Alexis Bougouin, Université Clermont Auvergne (UCA); Olivier Roche, Université Clermont Auvergne (UCA) et Raphael Paris, Université Clermont Auvergne (UCA)

Les « écoulements pyroclastiques » sont des avalanches volcaniques composées de morceaux de lave solidifiée et de gaz chauds. Lorsqu’ils entrent dans la mer, ils peuvent générer des tsunamis, appelés « tsunamis volcaniques ». Comme leurs cousins déclenchés par des séismes sous-marins, ils peuvent être particulièrement meurtriers sur les côtes.

Ce type de tsunami a récemment été observé en mer des Caraïbes et en mer Méditerranée, lors des éruptions de la Soufrière de Montserrat en 1997 et 2003 et du volcan Stromboli en 2019. Un exemple historique est l’éruption du volcan Krakatau survenue en 1883 causant plus de 36 000 morts.

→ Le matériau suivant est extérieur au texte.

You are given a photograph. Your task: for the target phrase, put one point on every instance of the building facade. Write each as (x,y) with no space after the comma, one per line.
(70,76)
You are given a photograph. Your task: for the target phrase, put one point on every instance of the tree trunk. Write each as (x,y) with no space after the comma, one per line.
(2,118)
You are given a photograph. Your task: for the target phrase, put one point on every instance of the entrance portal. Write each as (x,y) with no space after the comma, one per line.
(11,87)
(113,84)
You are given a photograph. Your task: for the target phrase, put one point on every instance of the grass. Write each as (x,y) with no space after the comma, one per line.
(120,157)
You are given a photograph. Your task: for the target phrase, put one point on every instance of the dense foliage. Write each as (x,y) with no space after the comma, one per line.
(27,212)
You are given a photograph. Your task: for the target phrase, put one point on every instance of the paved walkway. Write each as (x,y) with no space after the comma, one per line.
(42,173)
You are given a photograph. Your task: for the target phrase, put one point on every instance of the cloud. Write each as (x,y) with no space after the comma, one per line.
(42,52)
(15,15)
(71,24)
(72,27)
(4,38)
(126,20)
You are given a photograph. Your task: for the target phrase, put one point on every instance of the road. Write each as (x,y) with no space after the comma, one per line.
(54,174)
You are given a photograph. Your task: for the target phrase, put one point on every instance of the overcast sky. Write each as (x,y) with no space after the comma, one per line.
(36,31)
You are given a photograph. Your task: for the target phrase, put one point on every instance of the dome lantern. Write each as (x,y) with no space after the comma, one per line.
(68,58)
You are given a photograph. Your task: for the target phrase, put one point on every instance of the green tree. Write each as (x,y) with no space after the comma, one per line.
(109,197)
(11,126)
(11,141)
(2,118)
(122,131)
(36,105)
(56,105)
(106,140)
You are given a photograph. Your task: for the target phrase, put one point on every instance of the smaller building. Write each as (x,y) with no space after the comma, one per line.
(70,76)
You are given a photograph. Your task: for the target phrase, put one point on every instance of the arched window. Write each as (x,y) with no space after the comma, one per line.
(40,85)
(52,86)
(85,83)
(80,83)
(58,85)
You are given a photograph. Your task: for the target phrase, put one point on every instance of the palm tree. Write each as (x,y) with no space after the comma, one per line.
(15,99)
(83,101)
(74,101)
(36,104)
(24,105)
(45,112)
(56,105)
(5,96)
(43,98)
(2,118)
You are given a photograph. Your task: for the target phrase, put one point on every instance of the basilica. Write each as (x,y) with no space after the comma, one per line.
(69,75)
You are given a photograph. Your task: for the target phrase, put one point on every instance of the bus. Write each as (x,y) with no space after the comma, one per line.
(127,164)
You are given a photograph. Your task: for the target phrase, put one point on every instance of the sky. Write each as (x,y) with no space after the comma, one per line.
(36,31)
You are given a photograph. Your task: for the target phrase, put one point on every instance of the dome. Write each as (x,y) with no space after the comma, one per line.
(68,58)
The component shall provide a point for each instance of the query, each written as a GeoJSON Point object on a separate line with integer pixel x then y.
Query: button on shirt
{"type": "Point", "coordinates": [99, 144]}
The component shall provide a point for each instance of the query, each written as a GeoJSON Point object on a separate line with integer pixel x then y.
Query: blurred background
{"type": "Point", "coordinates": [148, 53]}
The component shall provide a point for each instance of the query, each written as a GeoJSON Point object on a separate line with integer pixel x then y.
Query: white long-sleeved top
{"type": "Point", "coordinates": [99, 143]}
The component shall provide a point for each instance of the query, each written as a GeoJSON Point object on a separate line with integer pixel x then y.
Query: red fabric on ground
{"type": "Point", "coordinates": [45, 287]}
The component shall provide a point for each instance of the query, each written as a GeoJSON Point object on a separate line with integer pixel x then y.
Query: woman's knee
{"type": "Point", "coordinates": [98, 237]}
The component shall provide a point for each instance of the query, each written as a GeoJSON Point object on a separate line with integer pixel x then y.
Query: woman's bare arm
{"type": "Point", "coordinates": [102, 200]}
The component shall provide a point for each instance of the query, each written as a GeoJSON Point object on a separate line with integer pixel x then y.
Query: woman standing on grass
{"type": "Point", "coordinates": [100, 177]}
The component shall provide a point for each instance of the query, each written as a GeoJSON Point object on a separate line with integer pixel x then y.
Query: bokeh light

Lors de cette éruption, des écoulements pyroclastiques sont entrés dans l’océan Indien provoquant le déferlement de plusieurs tsunamis sur les côtes indonésiennes avec des vagues de plusieurs dizaines de mètres. L’impact des tsunamis volcaniques sur les côtes environnantes n’est donc pas anecdotique, d’autant que les systèmes de prévention sont généralement développés sur la détection de séismes sous-marins, qui représentent la principale cause de tsunamis.

Un volcan en bord de mer

Lorsqu’un tel volcan entre en éruption, divers phénomènes peuvent conduire à la formation de tsunamis volcaniques : glissement de terrain, explosion subaquatique, séisme, effondrement de caldera, écoulement pyroclastique.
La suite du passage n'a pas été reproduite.